Initial Performance Testing

Monday, August 02, 2021

Categories:

News

With further progress on boulder, we can now build native stone packages with some easy tweaks such as profile guided optimizations (PGO) and link time optimizations (LTO). That means we can take a first look at what the performance of the first cut of Serpent OS shows for the future. The tests have been conducted using benchmarking-tools with Serpent OS measured in a chroot on the same host with the same kernel and config.

One of the key focuses for early in the project is on reducing build time. Every feature can either add or subtract from the time it takes to produce a package. With a source/binary hybrid model, users will greatly benefit from the faster builds as well. In terms of what I’ve targeted in these tests is the performance of clang and testing some compiler flag options on cmake.

Clang Shows its Promise

clang has always been a compiler with a big future. The performance credentials have also been improving each release and are now starting to see it perform strongly against its GNU counterpart. It is common to hear that clang is slow and produces less optimized code. I will admit that most distros provide a slow build of clang, but that will not be the case in Serpent OS.

It is important to note that in this comparison the Host distro has pulled in some patches from LLVM-13 that greatly improve the performance of clang. Prior to this, their tests actually took 50% longer for cmake and configure but only 10% longer for compiling. boulder does not yet support patching in builds so the packages are completely vanilla.

Test using clang	Serpent	Host	Difference
`cmake` LLVM	5.89s	10.58s	79.7%
Compile -j4 `llvm-ar`	126.16s	155.32s	23.1%
`configure` gettext	36.64s	63.55s	73.4%

Based on the results during testing, the performance of clang in Serpent OS still has room to improve and was just a quick tuning pass. At stages where I would have expected to be ahead already, the compile performance was only equal (but cmake and configure were still well ahead).

GCC Matters Too!

While clang is the default compiler in Serpent OS, there may be instances where the performance is not quite where it could be. It is common to see software have more optimized code paths where they are not tested with clang upstream. As an example, here’s a couple of patches in flac (1, 2) that demonstrate this being improved. Using benchmarking-tools, it is easy to see where gcc and clang builds are running different functions via perf results.

In circumstances where the slowdown is due to hitting poor optimization paths in clang, we always have the option to build packages using gcc, where the GNU toolchain is essential for building glibc. Therefore having a solid GNU toolchain is important but small compile time improvements won’t be noticed by users or developers as much.
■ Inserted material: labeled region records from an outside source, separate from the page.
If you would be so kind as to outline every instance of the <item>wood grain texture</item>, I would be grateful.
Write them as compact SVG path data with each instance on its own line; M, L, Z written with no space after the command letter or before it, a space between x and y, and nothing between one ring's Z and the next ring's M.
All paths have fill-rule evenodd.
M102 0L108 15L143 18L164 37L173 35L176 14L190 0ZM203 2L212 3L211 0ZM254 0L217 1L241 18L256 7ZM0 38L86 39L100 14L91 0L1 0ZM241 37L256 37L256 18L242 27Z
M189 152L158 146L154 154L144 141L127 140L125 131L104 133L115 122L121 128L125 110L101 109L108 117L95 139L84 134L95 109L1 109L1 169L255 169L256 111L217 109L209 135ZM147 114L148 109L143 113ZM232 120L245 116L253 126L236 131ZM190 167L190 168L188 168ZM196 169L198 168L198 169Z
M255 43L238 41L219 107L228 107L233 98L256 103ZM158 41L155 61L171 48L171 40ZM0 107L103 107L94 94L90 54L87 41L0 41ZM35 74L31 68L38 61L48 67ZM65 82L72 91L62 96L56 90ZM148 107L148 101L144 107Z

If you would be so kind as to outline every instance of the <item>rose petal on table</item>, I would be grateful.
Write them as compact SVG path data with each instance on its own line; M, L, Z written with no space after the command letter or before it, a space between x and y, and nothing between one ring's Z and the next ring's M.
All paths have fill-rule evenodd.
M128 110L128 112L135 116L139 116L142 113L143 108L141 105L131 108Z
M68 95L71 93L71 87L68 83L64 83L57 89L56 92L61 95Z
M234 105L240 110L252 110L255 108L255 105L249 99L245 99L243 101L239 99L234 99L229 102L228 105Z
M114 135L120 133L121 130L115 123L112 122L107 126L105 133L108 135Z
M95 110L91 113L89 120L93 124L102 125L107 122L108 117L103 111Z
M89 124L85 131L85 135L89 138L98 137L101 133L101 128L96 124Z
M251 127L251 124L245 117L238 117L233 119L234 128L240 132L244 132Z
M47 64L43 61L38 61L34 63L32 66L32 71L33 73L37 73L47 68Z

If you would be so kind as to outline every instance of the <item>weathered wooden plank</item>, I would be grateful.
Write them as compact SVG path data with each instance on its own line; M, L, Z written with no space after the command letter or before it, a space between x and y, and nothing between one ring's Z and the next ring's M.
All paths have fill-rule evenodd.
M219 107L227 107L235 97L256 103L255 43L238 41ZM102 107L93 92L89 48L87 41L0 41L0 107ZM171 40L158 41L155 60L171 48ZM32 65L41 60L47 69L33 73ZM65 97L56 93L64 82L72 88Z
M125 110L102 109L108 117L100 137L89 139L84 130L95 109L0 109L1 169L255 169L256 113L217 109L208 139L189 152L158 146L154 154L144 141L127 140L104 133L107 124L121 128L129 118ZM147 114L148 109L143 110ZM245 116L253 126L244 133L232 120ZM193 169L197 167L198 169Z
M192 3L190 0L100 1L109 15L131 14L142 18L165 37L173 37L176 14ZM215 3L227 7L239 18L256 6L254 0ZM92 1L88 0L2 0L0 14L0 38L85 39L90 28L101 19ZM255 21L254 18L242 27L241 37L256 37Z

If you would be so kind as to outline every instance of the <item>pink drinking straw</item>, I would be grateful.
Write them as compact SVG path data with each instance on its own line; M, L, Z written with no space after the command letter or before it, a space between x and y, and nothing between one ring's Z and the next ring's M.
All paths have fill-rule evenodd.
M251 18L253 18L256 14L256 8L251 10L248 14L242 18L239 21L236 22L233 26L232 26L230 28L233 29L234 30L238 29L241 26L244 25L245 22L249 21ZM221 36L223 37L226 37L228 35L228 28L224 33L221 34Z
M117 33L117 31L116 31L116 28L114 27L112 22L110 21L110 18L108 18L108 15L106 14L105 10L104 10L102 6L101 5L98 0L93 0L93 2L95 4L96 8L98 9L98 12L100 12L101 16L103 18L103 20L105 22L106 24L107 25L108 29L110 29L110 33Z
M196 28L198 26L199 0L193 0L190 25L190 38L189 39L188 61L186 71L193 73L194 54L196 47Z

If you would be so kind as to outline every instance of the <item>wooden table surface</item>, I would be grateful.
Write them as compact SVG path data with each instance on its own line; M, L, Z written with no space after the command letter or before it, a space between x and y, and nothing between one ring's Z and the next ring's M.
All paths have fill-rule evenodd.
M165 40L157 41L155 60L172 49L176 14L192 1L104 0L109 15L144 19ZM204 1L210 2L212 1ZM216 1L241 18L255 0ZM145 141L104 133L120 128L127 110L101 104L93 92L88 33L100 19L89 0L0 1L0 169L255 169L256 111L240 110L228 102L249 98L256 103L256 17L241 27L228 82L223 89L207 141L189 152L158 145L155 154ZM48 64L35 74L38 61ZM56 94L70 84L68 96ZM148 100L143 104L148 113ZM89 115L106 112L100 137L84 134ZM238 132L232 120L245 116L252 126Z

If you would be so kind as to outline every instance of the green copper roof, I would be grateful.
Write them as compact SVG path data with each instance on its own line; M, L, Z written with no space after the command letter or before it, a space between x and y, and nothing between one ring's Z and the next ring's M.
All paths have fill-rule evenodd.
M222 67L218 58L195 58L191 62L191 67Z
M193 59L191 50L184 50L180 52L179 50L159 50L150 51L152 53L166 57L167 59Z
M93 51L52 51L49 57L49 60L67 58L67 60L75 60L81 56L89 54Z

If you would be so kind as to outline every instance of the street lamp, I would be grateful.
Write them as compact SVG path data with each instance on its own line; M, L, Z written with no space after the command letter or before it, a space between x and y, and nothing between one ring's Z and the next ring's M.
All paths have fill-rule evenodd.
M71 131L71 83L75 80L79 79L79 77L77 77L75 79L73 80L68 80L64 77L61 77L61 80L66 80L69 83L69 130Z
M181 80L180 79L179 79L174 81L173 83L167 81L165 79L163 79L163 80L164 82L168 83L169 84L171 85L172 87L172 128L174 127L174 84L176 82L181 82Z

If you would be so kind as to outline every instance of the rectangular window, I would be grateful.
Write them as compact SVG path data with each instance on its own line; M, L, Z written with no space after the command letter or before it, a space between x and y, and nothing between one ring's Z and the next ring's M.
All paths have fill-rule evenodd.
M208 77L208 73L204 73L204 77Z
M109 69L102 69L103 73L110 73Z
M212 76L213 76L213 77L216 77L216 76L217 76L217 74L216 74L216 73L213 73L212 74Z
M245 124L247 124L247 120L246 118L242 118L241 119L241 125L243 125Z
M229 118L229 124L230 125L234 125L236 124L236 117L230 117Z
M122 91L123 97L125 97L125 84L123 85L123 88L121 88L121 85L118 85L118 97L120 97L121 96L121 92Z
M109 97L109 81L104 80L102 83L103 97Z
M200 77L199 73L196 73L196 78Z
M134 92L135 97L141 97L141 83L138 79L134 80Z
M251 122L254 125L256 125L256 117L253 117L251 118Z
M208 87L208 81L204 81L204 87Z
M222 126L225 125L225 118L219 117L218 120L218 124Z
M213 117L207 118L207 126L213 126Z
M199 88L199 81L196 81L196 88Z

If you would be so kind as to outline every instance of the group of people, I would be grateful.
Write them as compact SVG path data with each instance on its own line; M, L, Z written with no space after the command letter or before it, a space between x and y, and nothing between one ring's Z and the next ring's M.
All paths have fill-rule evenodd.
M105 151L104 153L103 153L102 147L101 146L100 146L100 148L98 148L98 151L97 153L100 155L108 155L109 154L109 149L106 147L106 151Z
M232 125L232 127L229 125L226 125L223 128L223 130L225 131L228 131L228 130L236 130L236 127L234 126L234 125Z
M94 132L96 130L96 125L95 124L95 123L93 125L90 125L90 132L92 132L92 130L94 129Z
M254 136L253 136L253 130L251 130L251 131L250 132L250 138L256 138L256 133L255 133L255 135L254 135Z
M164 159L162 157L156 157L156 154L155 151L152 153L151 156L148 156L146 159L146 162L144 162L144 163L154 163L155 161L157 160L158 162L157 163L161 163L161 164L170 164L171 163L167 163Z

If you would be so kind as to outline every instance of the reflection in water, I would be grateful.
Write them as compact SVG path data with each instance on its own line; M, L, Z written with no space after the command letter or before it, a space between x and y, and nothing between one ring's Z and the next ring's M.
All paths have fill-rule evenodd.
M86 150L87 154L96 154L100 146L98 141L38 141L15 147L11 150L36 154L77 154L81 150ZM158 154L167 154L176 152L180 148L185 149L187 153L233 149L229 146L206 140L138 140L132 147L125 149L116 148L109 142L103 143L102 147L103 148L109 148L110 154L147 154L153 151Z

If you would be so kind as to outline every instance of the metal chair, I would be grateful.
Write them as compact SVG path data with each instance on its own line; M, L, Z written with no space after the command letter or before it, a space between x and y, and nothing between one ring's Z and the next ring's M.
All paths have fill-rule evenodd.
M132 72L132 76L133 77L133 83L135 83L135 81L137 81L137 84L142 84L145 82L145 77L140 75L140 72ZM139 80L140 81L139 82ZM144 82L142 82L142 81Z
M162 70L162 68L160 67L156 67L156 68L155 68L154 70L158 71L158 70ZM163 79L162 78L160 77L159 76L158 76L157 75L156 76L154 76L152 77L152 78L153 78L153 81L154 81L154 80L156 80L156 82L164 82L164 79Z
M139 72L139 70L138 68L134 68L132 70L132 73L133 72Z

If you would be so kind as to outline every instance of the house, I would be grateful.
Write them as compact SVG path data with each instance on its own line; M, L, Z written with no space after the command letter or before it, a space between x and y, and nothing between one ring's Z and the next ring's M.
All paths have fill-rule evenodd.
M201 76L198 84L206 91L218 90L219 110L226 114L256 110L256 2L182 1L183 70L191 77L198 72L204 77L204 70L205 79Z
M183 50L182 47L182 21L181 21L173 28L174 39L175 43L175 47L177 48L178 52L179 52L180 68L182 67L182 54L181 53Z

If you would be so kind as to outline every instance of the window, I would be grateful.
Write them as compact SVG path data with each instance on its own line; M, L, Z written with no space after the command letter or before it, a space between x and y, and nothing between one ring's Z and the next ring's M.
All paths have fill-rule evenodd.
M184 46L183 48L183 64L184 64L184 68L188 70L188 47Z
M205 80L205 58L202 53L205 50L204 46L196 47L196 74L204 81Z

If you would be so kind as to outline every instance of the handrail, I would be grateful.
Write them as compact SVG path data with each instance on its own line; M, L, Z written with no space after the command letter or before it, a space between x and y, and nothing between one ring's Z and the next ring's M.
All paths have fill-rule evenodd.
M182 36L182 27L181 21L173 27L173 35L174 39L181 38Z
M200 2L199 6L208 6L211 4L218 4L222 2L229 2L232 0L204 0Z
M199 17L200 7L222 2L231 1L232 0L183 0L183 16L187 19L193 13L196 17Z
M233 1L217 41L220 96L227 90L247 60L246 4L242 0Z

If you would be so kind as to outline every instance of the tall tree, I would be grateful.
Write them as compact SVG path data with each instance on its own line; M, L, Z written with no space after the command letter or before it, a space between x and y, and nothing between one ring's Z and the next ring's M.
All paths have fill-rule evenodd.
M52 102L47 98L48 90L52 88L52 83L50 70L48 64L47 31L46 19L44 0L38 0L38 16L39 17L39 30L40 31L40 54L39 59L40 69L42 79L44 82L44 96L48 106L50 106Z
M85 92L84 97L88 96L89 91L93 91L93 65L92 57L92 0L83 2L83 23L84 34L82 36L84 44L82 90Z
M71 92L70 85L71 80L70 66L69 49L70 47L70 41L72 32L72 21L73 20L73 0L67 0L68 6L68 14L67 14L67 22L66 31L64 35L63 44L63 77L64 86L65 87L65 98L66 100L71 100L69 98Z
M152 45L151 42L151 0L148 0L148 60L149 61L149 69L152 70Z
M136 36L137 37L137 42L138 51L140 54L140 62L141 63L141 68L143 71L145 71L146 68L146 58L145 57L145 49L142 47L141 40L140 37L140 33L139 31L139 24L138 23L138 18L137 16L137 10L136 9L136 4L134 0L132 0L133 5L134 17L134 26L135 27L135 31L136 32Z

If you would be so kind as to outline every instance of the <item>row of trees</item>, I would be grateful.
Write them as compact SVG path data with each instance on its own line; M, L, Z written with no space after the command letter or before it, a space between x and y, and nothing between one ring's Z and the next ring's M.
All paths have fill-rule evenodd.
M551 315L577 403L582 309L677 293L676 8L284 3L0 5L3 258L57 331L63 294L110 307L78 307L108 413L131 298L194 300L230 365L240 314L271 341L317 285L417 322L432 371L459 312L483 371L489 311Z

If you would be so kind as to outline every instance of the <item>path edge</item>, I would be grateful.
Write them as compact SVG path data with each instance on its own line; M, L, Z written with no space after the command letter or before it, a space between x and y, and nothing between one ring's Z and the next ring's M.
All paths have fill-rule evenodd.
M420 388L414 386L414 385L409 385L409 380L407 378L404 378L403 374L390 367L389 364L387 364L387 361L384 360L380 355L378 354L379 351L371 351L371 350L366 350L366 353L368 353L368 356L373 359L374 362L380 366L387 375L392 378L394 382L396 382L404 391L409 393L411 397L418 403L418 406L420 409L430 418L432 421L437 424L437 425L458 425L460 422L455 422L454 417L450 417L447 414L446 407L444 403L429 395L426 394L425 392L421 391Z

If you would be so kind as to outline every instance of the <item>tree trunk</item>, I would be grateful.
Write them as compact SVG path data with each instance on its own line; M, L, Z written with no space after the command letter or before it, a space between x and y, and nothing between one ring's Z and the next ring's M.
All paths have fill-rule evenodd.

Test using gcc	Serpent	Host	Difference
`cmake` LLVM	7.00s	7.95s	13.6%
Compile `llvm-ar`	168.11s	199.07s	18.4%
`configure` gettext	45.45s	51.93s	14.3%

An OS is More Than Just a Compiler

While the current bootstrap exists only as a starting point for building the rest of Serpent OS, there are some other packages we can easily test and compare. Here’s a summary of those results.

Test	Serpent	Host	Difference
Pybench	1199.67ms	1024.33ms	-14.6%
`xz` Compress Kernel (-3 -T1)	42.67s	46.57s	9.1%
`xz` Compress Kernel (-9 -T4)	71.25s	76.12s	6.8%
`xz` Decompress Kernel	8.03s	8.18s	1.9%
`zlib` Compress Kernel	12.60s	13.17s	4.5%
`zlib` Decompress Kernel	5.14s	5.21s	1.4%
`zstd` Compress Kernel (-8 -T1)	5.77s	7.06s	22.3%
`zstd` Compress Kernel (-19 -T4)	51.87s	66.52s	28.3%
`zstd` Decompress Kernel	2.90s	3.08s	6.3%

State of the Bootstrap

From my experiences with testing the bootstrap, it is clear there’s some cobwebs in there that require some more iterations of the toolchain. There also seems to be some slowdowns in not including all the dependencies of some packages. Once more packages are included, naturally all the testing will be redone and help influence the default compiler flags of the project.

It’s not yet clear the experience of using libc++ vs libstdc++ with the clang compiler. Once the cobwebs are out and Serpent OS further developed, the impact (if any) should become more obvious. There are also some parts not yet included in boulder such as stripping files, LTO and other flags by default that will speed up loading libraries. At this stage this is deliberate until integrating outputs from builds (such as symbol information).

But this provides an excellent platform to build out the rest of the OS. The raw speed of the clang compiler will make iterating and expanding the package set a real joy!

Hang On, What’s Going on With Python?

Very astute of you to notice! python in its current state is an absolute minimal build of python in order to run meson. However, I did an analyze run in benchmarking-tools where it became obvious that they were doing completely different things.

Apples and oranges comparison

For now I’ll simply be assuming this will sort itself out when python is built complete with all its functionality. And before anyone wants to point the finger at clang, you get the same result with gcc.